I have always had a dim view of the One Laptop Per Child project, which, after years of hype, is now seeing some negative publicity and the departure of many key figures. I figured that $100 per laptop per child was a lot of money for a developing country: that kind of money would buy several years' textbooks in India. I figured, also, that it is more important to teach kids basic reading, writing and arithmetic skills, and there is no evidence anywhere in the world that laptops help with this goal. And the pontifications of Nicholas Negroponte, the project's founder, always sounded a bit pompous: as if he knew better than anyone else what schoolkids in developing countries need.
But it seems I am not the only one with a dim view of Negroponte. According to Ivan Krstić:
To those on the outside and looking in: remember that, though he takes the liberty of speaking in its name, Nicholas [Negroponte] is not OLPC. OLPC is Walter Bender, Scott Ananian, Chris Ball, Mitch Bradley, Mark Foster, Marco Pesenti Gritti, Mary Lou Jepsen, Andres Salomon, Richard Smith, Michael Stone, Tomeu Vizoso, John Watlington, Dan Williams, Dave Woodhouse, and the community, and the rest of the people who worked days, nights, and weekends without end, fighting like warrior poets to make this project work. Nicholas wasn’t the one who built the hardware, or wrote the software, or deployed the machines. Nicholas talks, but these people’s work walks.
And more strong stuff about how Negroponte has actively misrepresented aspects of the project and how recent developments have been despite him, not because of him. Now, this guy is writing from the point of view of the technical aspects of the laptop; but he also says the laptop is doing real good in Uruguay, Peru, Nepal and elsewhere. It would be interesting to see some impartial reviews of this work.
I haven't changed my opinion about this project being ill-conceived, but the device they produced is pretty cool and I don't know why they don't mass-market it: I'm sure lots of parents would want to buy it as a geeky programmable toy for their kids.

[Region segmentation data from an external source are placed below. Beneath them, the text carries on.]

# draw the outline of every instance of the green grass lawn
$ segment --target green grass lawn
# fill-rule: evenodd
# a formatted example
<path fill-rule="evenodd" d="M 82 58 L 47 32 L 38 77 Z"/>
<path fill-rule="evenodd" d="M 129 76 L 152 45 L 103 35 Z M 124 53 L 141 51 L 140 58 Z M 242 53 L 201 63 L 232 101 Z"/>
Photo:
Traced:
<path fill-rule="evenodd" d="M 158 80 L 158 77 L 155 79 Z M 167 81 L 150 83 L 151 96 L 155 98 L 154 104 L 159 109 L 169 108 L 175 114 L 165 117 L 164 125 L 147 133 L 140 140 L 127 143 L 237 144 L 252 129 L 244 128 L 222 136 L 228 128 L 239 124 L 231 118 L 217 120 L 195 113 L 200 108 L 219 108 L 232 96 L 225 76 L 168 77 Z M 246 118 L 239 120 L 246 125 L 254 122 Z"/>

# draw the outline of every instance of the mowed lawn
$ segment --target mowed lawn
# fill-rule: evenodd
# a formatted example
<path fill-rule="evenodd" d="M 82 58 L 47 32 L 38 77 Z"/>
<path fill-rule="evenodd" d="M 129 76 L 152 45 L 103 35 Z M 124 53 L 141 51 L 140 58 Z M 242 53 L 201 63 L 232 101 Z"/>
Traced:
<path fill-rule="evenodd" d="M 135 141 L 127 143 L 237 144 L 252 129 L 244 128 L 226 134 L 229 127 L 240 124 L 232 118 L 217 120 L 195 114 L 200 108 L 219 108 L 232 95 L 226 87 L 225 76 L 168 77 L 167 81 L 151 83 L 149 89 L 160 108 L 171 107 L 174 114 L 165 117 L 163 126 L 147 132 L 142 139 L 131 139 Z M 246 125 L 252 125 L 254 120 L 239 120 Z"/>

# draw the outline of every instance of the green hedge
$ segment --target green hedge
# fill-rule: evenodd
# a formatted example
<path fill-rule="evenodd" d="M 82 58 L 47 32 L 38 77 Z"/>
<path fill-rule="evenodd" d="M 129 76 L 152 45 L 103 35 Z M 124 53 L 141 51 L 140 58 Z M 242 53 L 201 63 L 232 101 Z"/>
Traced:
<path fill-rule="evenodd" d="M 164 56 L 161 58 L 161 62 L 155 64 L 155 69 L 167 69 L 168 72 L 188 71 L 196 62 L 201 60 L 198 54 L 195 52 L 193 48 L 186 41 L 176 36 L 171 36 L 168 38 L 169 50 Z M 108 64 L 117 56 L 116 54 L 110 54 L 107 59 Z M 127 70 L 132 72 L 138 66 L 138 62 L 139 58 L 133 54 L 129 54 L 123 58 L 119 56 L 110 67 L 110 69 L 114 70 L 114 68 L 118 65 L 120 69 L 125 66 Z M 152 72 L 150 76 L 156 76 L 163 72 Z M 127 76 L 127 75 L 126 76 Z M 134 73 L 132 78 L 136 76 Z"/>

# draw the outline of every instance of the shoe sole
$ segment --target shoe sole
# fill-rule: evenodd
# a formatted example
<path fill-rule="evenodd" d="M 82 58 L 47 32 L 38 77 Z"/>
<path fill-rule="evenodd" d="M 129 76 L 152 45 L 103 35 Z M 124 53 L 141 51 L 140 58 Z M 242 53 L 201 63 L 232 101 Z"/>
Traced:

As for the point about the money being better spendable on textbooks: yes, I have to ask myself, but what if the government isn't spending on textbooks? What if government schools are lamentably ill-equipped with educational materials? What if the choice is not $100 worth of textbooks and other old-fashioned materials, but -- nothing?
Our government in India rejected OLPC, for reasons I agree with. But it would be nice to see an alternative programme implemented.
2 comments:
But you forget one key fact, Rahul: kids must learn to use Powerpoint!
km - but the OLPC laptops don't run Windows or Powerpoint! Though Microsoft is working on porting Windows XP to those machines.